そのメールを見たと同時に僕はイケブクロ駅に向かって走り出した。

(シブヤ??何でそんな所に……いや、とにかく無事ってだけでいい…――――)


駅で切符を買えば、丁度二郎と鉢合わせた。


「!!…二郎!!」

二「!!……三郎」

お互い何も言わないけれど、確かに二郎の表情には安堵が浮かんでいた。

…多分、僕だってそんな顔だったと、鏡で見ていないけれどそう思う。

そのまま二人でシブヤ行きの電車に乗ってはポツリと口を開く。


「――――……良かった」

二「……おう」

口をついて出た言葉に短い返事と共に頭を撫でられる感覚に目を細めつつ顔を伏せる。


(……ちょっと、寂しいせいだから。
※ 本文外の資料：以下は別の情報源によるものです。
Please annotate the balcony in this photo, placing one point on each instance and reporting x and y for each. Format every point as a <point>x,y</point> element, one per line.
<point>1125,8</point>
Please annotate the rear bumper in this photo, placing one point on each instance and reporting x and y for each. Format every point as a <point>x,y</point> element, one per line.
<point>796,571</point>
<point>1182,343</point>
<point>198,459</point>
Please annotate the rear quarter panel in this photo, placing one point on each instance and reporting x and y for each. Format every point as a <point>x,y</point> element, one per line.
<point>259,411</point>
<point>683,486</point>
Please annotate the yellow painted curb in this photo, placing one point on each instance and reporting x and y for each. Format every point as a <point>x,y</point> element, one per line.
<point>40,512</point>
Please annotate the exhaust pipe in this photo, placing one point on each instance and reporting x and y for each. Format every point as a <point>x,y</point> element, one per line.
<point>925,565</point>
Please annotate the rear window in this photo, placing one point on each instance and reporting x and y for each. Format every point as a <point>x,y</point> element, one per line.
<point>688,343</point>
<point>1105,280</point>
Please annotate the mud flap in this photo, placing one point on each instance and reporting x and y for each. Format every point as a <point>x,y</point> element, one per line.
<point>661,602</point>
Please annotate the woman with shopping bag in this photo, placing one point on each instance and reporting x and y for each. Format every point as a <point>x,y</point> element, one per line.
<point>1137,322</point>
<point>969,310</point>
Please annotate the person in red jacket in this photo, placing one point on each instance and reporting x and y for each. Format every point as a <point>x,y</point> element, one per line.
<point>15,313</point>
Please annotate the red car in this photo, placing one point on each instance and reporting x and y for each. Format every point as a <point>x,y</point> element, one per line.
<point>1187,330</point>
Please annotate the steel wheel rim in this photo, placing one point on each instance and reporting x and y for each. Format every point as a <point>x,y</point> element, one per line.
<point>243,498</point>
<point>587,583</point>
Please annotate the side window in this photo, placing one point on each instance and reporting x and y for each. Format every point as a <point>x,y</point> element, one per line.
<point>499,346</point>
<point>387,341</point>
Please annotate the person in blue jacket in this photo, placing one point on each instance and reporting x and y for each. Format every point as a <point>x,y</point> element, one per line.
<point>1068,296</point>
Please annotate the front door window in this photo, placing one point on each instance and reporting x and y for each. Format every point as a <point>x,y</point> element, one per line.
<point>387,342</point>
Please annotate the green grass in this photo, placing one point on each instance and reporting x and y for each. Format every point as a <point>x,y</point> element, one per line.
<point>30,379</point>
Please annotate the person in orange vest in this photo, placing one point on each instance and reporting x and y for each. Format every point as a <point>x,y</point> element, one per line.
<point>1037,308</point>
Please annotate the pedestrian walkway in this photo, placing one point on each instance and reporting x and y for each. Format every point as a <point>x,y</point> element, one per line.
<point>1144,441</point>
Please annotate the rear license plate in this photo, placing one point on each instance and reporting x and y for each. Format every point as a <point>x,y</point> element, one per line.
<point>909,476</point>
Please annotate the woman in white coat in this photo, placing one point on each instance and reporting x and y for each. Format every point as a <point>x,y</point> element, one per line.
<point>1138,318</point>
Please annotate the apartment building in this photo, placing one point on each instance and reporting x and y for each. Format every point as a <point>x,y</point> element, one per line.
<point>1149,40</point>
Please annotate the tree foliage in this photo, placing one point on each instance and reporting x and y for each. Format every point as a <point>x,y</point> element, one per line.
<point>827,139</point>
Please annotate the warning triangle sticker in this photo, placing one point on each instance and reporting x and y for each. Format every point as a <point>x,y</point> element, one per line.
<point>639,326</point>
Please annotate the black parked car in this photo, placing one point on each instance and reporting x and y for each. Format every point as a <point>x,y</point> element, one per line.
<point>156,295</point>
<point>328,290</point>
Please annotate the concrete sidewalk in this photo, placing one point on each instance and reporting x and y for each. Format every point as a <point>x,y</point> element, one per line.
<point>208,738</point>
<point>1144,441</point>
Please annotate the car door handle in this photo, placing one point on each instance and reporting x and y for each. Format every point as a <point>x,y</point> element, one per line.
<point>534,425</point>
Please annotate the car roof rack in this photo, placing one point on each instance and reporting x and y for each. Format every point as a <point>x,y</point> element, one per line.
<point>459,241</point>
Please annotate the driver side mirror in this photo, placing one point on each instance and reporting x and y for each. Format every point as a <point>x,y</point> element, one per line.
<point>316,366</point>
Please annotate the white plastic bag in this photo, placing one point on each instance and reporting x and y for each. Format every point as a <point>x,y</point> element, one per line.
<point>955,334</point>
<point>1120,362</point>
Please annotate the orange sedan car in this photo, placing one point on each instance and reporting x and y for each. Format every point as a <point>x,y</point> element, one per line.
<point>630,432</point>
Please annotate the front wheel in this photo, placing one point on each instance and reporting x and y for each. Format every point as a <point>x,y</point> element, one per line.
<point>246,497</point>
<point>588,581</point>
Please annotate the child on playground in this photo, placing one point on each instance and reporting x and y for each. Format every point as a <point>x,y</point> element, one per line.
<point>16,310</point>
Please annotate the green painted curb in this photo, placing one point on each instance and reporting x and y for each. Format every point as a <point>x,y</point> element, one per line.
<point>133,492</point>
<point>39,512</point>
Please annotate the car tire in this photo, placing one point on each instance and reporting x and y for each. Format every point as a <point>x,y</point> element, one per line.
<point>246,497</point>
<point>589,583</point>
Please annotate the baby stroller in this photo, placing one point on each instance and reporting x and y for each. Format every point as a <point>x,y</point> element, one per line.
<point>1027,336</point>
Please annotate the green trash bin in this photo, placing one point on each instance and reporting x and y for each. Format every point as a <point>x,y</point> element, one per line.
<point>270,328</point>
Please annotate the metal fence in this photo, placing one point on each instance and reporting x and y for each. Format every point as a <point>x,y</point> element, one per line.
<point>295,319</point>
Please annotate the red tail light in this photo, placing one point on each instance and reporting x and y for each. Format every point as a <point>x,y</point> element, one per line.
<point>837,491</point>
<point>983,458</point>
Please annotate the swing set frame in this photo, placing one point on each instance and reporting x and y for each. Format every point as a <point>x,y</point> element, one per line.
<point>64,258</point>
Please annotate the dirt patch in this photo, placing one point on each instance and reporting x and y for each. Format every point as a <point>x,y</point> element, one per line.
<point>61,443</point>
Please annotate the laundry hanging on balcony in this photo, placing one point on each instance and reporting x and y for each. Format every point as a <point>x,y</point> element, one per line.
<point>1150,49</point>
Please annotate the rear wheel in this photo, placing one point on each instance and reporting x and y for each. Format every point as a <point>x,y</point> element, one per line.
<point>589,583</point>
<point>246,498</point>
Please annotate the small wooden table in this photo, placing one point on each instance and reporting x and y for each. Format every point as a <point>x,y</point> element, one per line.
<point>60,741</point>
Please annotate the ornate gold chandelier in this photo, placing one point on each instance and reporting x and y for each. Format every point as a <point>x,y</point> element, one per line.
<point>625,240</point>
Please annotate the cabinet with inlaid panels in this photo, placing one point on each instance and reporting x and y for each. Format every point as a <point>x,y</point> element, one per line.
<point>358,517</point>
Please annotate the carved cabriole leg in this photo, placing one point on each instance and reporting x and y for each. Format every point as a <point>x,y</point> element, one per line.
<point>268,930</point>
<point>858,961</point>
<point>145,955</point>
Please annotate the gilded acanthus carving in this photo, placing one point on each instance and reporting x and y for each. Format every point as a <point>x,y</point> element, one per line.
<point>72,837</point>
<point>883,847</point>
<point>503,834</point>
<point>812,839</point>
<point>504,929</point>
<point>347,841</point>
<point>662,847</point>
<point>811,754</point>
別に甘えてる訳じゃないから)


そう自身に言い訳するように、ポスンと二郎に肩に寄り掛かった。




二「――――アイツらが兄ちゃん見たのは駅前の広場って言ってたんだけど……」

「……シブヤ駅の広場ってことは向こうかな…」


電車を降りては辺りを見渡しながら二郎と駅の中を歩き出す。

一にいを見つけたのは二郎の大勢居る友達の内の一人らしい。

……別に羨ましくないし。



(…??……人だかりが出来てる……)

駅前の広場に来れば女性と男性の人だかりが出来ていた。


二「??……何か起きてんのか??」

二郎が首を傾げつつ人ごみに近寄れば「おい、なんかやってんのか??」と女性に声を掛ける。


女「??……ば、バスブロの二郎君!?!?」

二「お、おう……」

女「えー!!何でシブヤにいるの!!あ、三郎君だ!!」


遠目に見ていたがあっという間に囲まれてしまえば人ごみがこっちに移ってきた。


「ちょ…おい低能!!お前のせいだぞ!!」

二「お、俺のせいかよ!?!?」

「当たり前だろ!?」


あっという間に囲まれた現状にため息を吐きつつも駄目元で口を開く。


「あの……一にい見てませんか??シブヤの駅近くに居ると聞いて……」

そう問いかければ女性たちは目を瞬かせてから全員がバッと広場の方を見て指を指した。


(……え!?!?)

思わず目を見開き二郎と顔を見合わせてはバッと走って人ごみを抜ける。





短く切られた黒髪。


右耳に光る赤色の宝石のピアス。


学生服を着崩した格好。


右腕に巻かれたバンダナ。


―――――……そして誰も近寄らせない、圧倒的なオーラ。







―――――まるで高校の時の兄の姿がそこにあった。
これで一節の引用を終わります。